指向C中已声明但未初始化的变量的指针

Question

I've been reviewing the basics of singly linked list In C with materials from Stanford CS Library , where I came cross the following code:

struct node{
    int              data;
    struct node*     next;
};

struct node* BuildWithDummyNode(){
    struct node dummy;
    struct node* tail = & dummy;    // this line got me confused
    int i;
    dummy.next = NULL;
    for (i=1;i<6;i++){
        Push(&(tail->next), i);    
        tail = tail->next;
    }
    return dummy.next;
}

Probably not revenant, but the code for Push() is:

void Push(struct node** headRef, int data){
    struct node* NewNode = malloc(sizeof(struct node));
    newNode->data = data;

    newNode->next = *headRef;
    *headRef = newNode;
}

Everything runs smoothly, but I've always been under the impression that whenever you define a pointer, it must point to an already defined variable. But here the variable "dummy" is only declared and not initialized. Shouldn't that generate some kind of warning at least?

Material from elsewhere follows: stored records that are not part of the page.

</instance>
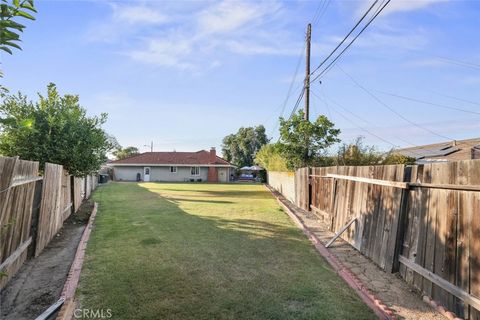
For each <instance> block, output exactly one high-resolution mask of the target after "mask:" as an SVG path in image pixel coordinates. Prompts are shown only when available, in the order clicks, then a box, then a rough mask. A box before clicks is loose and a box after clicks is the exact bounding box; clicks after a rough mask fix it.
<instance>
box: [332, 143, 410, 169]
mask: <svg viewBox="0 0 480 320" xmlns="http://www.w3.org/2000/svg"><path fill="white" fill-rule="evenodd" d="M336 162H337V163H338V164H339V165H341V166H369V165H387V164H414V163H415V158H410V157H406V156H403V155H401V154H398V153H396V152H395V150H393V149H392V150H390V151H388V152H386V153H385V152H380V151H378V149H377V148H376V147H375V146H369V145H366V144H365V143H364V137H358V138H357V139H355V141H354V142H352V143H350V144H343V145H342V146H341V147H340V148H339V149H338V152H337V158H336Z"/></svg>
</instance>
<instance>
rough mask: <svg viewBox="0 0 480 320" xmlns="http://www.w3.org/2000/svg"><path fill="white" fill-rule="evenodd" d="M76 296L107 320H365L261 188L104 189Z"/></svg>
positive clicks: (336, 280) (306, 242)
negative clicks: (98, 312) (99, 310)
mask: <svg viewBox="0 0 480 320" xmlns="http://www.w3.org/2000/svg"><path fill="white" fill-rule="evenodd" d="M94 199H95V201H97V202H99V205H100V207H99V212H98V215H97V218H96V222H95V228H94V230H93V233H92V235H91V238H90V241H89V244H88V249H87V254H86V259H85V264H84V269H83V271H82V276H81V279H80V286H79V289H78V291H77V296H78V298H79V300H80V303H81V307H82V308H88V309H108V308H110V309H111V310H112V313H113V318H114V319H129V320H130V319H152V320H153V319H155V320H156V319H374V318H375V316H374V314H373V313H372V312H371V310H370V309H369V308H368V307H367V306H366V305H364V304H363V303H362V302H361V300H360V299H359V298H358V297H357V296H356V294H355V293H354V292H353V291H352V290H351V289H350V288H349V287H348V286H347V285H346V284H345V283H344V282H343V280H342V279H341V278H340V277H338V276H337V275H336V274H335V272H333V271H332V270H331V268H330V267H329V266H328V264H327V262H326V261H325V260H324V259H323V258H322V257H321V256H319V254H318V253H317V252H316V250H315V249H314V247H313V246H312V245H311V243H310V242H309V241H308V239H307V238H306V237H305V235H303V233H302V232H301V231H300V230H299V229H298V228H297V227H295V226H294V224H293V223H292V221H291V220H290V218H289V217H288V216H287V215H286V214H285V213H284V212H283V211H282V210H281V208H280V206H279V205H278V203H277V202H276V200H275V199H274V198H273V197H272V196H271V194H270V193H269V192H268V191H267V190H266V189H265V187H263V186H261V185H239V184H174V183H172V184H160V183H140V184H136V183H112V184H109V185H108V186H105V187H100V188H99V189H97V191H96V192H95V195H94Z"/></svg>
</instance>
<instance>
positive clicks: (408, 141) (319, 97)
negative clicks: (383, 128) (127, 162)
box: [312, 92, 424, 157]
mask: <svg viewBox="0 0 480 320" xmlns="http://www.w3.org/2000/svg"><path fill="white" fill-rule="evenodd" d="M312 93H313V95H314V96H316V97H317V98H319V99H322V98H321V97H319V96H318V95H316V94H315V92H312ZM323 96H324V99H325V101H324V102H325V103H327V101H326V100H327V99H328V100H330V101H332V102H333V103H334V104H335V105H337V106H338V107H340V108H342V109H343V110H345V111H346V112H348V113H349V114H351V115H353V116H354V117H356V118H358V119H360V120H362V121H364V122H365V123H367V124H369V125H372V126H373V124H372V123H371V122H369V121H368V120H365V119H364V118H362V117H360V116H358V115H356V114H355V113H353V112H351V111H350V110H348V109H347V108H345V107H344V106H342V105H341V104H340V103H338V102H336V101H335V100H333V99H332V98H327V97H326V95H325V94H323ZM333 110H334V111H335V112H337V113H338V114H339V115H341V116H342V117H343V118H344V119H345V120H347V121H348V122H349V123H350V124H352V125H353V126H355V127H357V128H358V129H360V130H362V131H365V132H366V133H368V134H370V135H371V136H373V137H376V138H377V139H379V140H381V141H383V142H385V143H387V144H389V145H391V146H393V147H394V149H398V148H399V146H398V145H396V144H394V143H393V142H391V141H389V140H387V139H385V138H383V137H381V136H379V135H377V134H375V133H373V132H372V131H370V130H368V129H367V128H365V127H362V126H360V125H358V124H357V123H355V122H354V121H353V120H351V119H348V118H347V117H346V116H345V115H343V114H342V113H341V112H340V111H338V109H334V108H333ZM397 139H398V140H400V141H402V142H405V143H407V144H409V145H411V146H413V147H418V146H417V145H415V144H412V143H411V142H409V141H406V140H403V139H401V138H399V137H397ZM410 152H411V153H412V154H415V155H417V156H419V157H423V156H424V155H423V154H421V153H418V152H415V151H410Z"/></svg>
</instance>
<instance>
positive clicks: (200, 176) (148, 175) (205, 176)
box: [109, 148, 235, 182]
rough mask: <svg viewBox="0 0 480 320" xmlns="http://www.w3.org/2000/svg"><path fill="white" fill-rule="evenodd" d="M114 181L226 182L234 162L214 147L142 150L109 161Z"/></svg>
mask: <svg viewBox="0 0 480 320" xmlns="http://www.w3.org/2000/svg"><path fill="white" fill-rule="evenodd" d="M109 166H111V167H112V168H113V176H114V180H116V181H137V180H141V181H165V182H184V181H192V182H193V181H196V182H200V181H208V182H229V181H230V177H231V175H232V174H233V173H234V168H235V166H234V165H232V164H231V163H230V162H228V161H226V160H224V159H222V158H220V157H218V156H217V155H216V151H215V148H212V149H211V150H210V151H205V150H201V151H197V152H176V151H173V152H145V153H142V154H139V155H135V156H132V157H129V158H126V159H122V160H116V161H112V162H110V163H109Z"/></svg>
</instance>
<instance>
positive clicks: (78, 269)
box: [56, 202, 98, 320]
mask: <svg viewBox="0 0 480 320" xmlns="http://www.w3.org/2000/svg"><path fill="white" fill-rule="evenodd" d="M97 210H98V203H97V202H94V204H93V209H92V213H91V215H90V218H89V219H88V223H87V225H86V226H85V229H84V230H83V234H82V238H81V239H80V242H79V243H78V247H77V251H76V252H75V257H74V259H73V262H72V265H71V266H70V271H69V272H68V276H67V280H66V281H65V285H64V286H63V290H62V294H61V295H60V298H61V299H62V298H63V299H64V300H65V302H64V303H63V305H62V308H61V309H60V311H59V313H58V315H57V318H56V319H57V320H67V319H71V318H72V316H73V312H74V309H75V304H76V303H75V291H76V290H77V287H78V282H79V280H80V273H81V271H82V266H83V261H84V259H85V250H86V249H87V243H88V240H89V239H90V234H91V232H92V228H93V221H94V220H95V217H96V216H97Z"/></svg>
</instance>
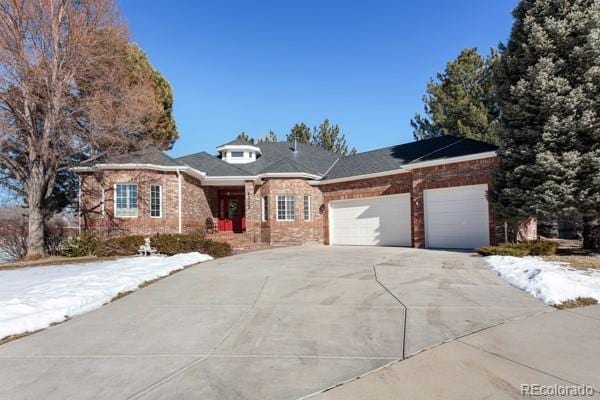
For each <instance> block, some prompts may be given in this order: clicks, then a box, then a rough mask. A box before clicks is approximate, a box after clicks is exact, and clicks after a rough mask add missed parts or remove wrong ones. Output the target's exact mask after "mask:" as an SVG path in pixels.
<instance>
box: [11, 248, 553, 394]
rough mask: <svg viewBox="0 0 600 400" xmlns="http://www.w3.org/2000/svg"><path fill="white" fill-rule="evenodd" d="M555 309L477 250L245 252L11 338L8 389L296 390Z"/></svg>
mask: <svg viewBox="0 0 600 400" xmlns="http://www.w3.org/2000/svg"><path fill="white" fill-rule="evenodd" d="M552 310H553V309H552V308H549V307H546V306H544V305H543V304H542V303H540V302H539V301H537V300H535V299H533V298H531V297H530V296H528V295H526V294H524V293H522V292H521V291H519V290H517V289H515V288H512V287H510V286H508V285H506V284H505V283H504V282H503V281H502V280H500V279H499V278H498V277H496V276H495V274H494V273H492V272H491V271H489V269H488V268H487V267H486V266H485V265H484V262H483V260H482V259H481V258H480V257H478V256H476V255H474V254H470V253H460V252H446V251H429V250H416V249H404V248H375V247H326V246H306V247H291V248H282V249H274V250H266V251H259V252H254V253H247V254H240V255H237V256H233V257H228V258H225V259H220V260H215V261H212V262H208V263H203V264H200V265H198V266H195V267H192V268H189V269H187V270H185V271H183V272H180V273H178V274H175V275H173V276H171V277H169V278H166V279H164V280H162V281H160V282H157V283H155V284H153V285H151V286H149V287H147V288H144V289H142V290H139V291H138V292H136V293H134V294H132V295H130V296H126V297H125V298H122V299H120V300H118V301H116V302H114V303H111V304H109V305H107V306H105V307H103V308H101V309H99V310H97V311H94V312H91V313H89V314H86V315H83V316H80V317H77V318H73V319H72V320H70V321H68V322H66V323H64V324H60V325H57V326H54V327H51V328H49V329H47V330H45V331H42V332H39V333H37V334H34V335H31V336H28V337H25V338H22V339H20V340H17V341H14V342H11V343H8V344H6V345H3V346H0V398H2V399H4V398H7V399H8V398H10V399H40V398H43V399H61V400H64V399H111V400H112V399H163V398H165V399H171V398H177V399H198V398H201V399H261V400H264V399H295V398H300V397H302V396H306V395H309V394H311V393H315V392H318V391H320V390H322V389H323V388H327V387H329V386H332V385H335V384H337V383H340V382H343V381H345V380H348V379H351V378H353V377H356V376H359V375H363V374H365V373H367V372H368V371H371V370H373V369H375V368H378V367H381V366H384V365H386V364H388V363H390V362H392V361H394V360H398V359H401V358H403V357H405V356H408V355H410V354H414V353H415V352H418V351H421V350H423V349H424V348H427V347H429V346H435V345H437V344H439V343H441V342H444V341H449V340H453V339H455V338H457V337H461V336H463V335H466V334H469V333H472V332H474V331H477V330H481V329H484V328H488V327H490V326H494V325H496V324H499V323H502V322H504V321H506V320H510V319H514V318H523V317H525V316H532V315H538V314H540V313H545V312H548V311H552ZM539 333H540V335H546V334H548V335H550V334H551V332H546V331H545V330H543V329H540V331H539ZM425 354H426V353H425ZM415 359H416V358H415ZM409 361H410V360H409Z"/></svg>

I know some variables are initialized to 0 by default, and after printing dummy.data it indeed prints 0. So is this an instance of "doable but bad practice", or am I missing something entirely?

Thank you very much!

Answer 1

Variable dummy has already been declared in the following statement:

struct node dummy;

which means that memory has been allocated to it. In other words, this means that it now has an address associated with it. Hence the pointer tail declared in following line:

struct node* tail = & dummy;

to store its address makes perfect sense.

Answer 2

"But here the variable "dummy" is only declared and not initialized."

The variable declaration introduces it into the scope. You are correct in deducing it's value is unspecified, but to take and use its address is well defined from the moment it comes into scope, right up until it goes out of scope.

To put more simply: your program is correct because you don't depend on the variables uninitialized value, but rather on its well defined address.